Everyone beware! For the Bad Stuff those evil commies tried in the USSR is coming for your culture, through something called “Cultural Marxism”. And, worse still, their worldview is creeping into conservatism, in the form of the dreaded “woke Right”.
And if we accept both that the Right is defined by its opposition to communism, and that “wokeness” really is just communism in the guise of “Cultural Marxism”, then the existence of a “woke Right” really would be bad - not to mention absurdly self-contradictory. Those at whom this assertion is directed, meanwhile, typically reject the framing entirely as a stupid effort to smear, slur, gatekeep, or otherwise unacceptably constrain the parameters of Right-wing thought. But what if the “woke Right” is not just real, but a good thing? What if it’s more correct than the woke Left, which in turn is (as the meme has it) more correct than the mainstream?
Someone I suspect would vigorously dispute this suggestion is anti-woke commentator James Lindsay. Lindsay took aim at the world of Left-wing academic critical theory in the Sokal Squared hoax, back in 2018, and now believes he’s identified the same intellectual deliquescence on the Right. His latest wheeze on this front reworked a passage from the Communist Manifesto, so it referred to “liberalism” rather than “capital” or whatever, then got it published by the Christian Nationalist journal American Reformer. Ho ho, says James: look, the Right is woke, because what could be more woke than the Communist Manifesto, and look, they published it! Cue an internet army of boomercons surfacing to chortle at this shameful wokeness.
Now, to be clear, I have never read American Reformer and don’t really have a stake either way in the worthiness or otherwise of its output. But nor do I have any interest in disavowing the term “woke right”. Rather, I want to show how positing the existence and badness of something called the “woke Right” is an angry (and in a narrow sense classically conservative) rearguard action against the re-enchantment of politics, which is an aspect of the re-enchantment of everything.

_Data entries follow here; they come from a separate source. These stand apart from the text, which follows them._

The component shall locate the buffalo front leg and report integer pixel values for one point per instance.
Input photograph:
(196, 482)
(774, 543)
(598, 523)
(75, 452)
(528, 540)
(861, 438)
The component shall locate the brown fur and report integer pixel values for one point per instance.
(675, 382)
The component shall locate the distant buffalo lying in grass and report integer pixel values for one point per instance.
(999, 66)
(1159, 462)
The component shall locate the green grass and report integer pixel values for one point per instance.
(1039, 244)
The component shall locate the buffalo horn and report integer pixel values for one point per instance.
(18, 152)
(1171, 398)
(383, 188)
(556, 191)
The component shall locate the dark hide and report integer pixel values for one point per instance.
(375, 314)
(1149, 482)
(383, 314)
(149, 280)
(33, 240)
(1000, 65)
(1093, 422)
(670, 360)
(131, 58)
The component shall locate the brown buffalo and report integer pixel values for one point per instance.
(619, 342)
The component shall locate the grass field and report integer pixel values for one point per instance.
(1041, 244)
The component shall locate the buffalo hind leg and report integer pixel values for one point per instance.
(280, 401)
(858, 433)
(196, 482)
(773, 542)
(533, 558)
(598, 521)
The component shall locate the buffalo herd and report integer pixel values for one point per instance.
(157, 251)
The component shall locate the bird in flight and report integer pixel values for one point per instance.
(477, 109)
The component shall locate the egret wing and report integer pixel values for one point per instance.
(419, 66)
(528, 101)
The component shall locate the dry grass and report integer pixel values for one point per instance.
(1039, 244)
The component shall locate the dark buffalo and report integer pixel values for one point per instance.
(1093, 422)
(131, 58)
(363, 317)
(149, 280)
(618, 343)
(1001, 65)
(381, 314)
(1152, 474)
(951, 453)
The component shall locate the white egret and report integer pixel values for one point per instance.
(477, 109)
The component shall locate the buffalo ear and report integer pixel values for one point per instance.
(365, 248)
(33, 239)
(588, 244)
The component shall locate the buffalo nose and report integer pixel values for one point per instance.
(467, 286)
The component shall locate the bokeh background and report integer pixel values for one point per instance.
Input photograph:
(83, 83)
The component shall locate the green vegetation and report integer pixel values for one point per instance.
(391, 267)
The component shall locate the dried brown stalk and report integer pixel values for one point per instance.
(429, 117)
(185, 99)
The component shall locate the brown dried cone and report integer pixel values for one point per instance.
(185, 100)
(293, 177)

And once we see it in this light, what gets decried as “woke” does indeed appear as an epistemological wrong turn. But not, as the “muh Enlightenment values” guys usually imply, because wokeness rejects objectivity and empiricism. Rather, it’s a wrong turn because it offers an account of why objectivity and empiricism should be rejected (or at least complicated), that is directionally correct, but fails to escape materialism. And because it can’t let go of materialism, it has no means of explaining what it perceives except through nihilistic conspiracy theories about ideology and power. And yet here there very often is a difference between the woke Left and Right. Both are “woke” in the narrow sense the Lindsayists decry. But the latter is (at least potentially) in a far better position than its woke Left antagonists to grasp at the good, the true, and the beautiful.